「いやあ、あの堅物士官(かたぶつしかん)見初(みそ)めた女だというからどんなのかと思ったが……彼奴(あいつ)はこんな趣味なのか、あれも男だな、ははは」
「そもそも彼奴に女があるというだけで信じられん、候補生になる前からいつも仏頂面(ぶっちょうづら)鍛錬(たんれん)と任務にしか興味のない無粋(ぶすい)高明(こうめい)なあの堅物士官だぞ。私はてっきり彼奴は典型的な女嫌いだと思っていたんだがな、芸者と遊ぶより錬成(れんせい)、カフェーやキャバレーに行くより甲板仕事、()いては婦人会さえ忌み嫌っているそうだ。宴会の時も隅で一人大酒を飲んで()めた目で上官と女を見ているらしい……そんな堅物士官にこんないかにも女らしい女がいるとは、いや、驚くしかないだろう」
「それもそうだな、彼奴が寄越(よこ)した文書にはこの女はあの伊坂工業の令嬢である前におのれ以上に大切な人であるからと書いてあったが、女嫌いの堅物士官がそう語るのならば、相当の人物なのだろうな」
幸枝は聞こえないふりをしながら辺りを見回していたが、耳だけは(そばだ)てて、また時折肩の上の階級章に目を()りながらその場をやり過ごしていた。

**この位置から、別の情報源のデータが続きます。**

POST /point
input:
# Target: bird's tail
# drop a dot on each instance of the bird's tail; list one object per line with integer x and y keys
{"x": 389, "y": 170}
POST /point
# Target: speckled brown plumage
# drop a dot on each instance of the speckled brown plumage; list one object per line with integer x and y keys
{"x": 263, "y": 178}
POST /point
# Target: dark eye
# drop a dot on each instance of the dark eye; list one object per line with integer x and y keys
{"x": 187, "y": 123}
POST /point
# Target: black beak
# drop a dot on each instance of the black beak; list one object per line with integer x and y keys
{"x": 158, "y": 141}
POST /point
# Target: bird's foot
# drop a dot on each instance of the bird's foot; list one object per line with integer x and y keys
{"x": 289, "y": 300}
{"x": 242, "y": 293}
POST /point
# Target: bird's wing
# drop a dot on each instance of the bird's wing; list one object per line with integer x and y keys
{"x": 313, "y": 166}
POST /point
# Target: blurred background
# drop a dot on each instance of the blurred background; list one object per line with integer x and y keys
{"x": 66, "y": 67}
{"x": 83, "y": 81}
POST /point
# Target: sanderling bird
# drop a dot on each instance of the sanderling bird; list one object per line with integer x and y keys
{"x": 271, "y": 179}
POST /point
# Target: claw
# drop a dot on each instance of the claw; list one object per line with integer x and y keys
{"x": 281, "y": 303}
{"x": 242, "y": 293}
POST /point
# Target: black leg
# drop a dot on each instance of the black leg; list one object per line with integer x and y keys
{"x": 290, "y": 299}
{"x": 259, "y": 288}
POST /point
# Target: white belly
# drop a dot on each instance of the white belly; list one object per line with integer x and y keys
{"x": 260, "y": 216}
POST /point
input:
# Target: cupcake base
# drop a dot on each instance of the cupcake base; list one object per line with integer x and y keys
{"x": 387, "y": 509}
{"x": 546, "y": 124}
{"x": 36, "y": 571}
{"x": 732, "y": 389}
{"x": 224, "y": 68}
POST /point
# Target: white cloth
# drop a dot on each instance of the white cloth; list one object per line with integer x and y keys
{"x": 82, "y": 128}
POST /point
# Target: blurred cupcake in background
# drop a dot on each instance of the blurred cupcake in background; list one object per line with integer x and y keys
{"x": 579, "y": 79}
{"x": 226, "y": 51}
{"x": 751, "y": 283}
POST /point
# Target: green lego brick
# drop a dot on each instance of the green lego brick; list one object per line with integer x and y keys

向かいの左側に居るのが大尉、その隣が少尉。少尉は心なしか中尉である正博よりも年を食っているように見えるが、それは彼の昇進が遅いからなのか、老けて見えるのか、それとも、正博が出世街道を走っているだけなのか、実年齢よりも若く見えているのか。手前側にいる一人は兵曹長とみえ、表情は見えないが真向かいで話す二人を前にしてもただ立ち尽くしているのみである。それよりも気になってしまうのは大尉と少尉の話である。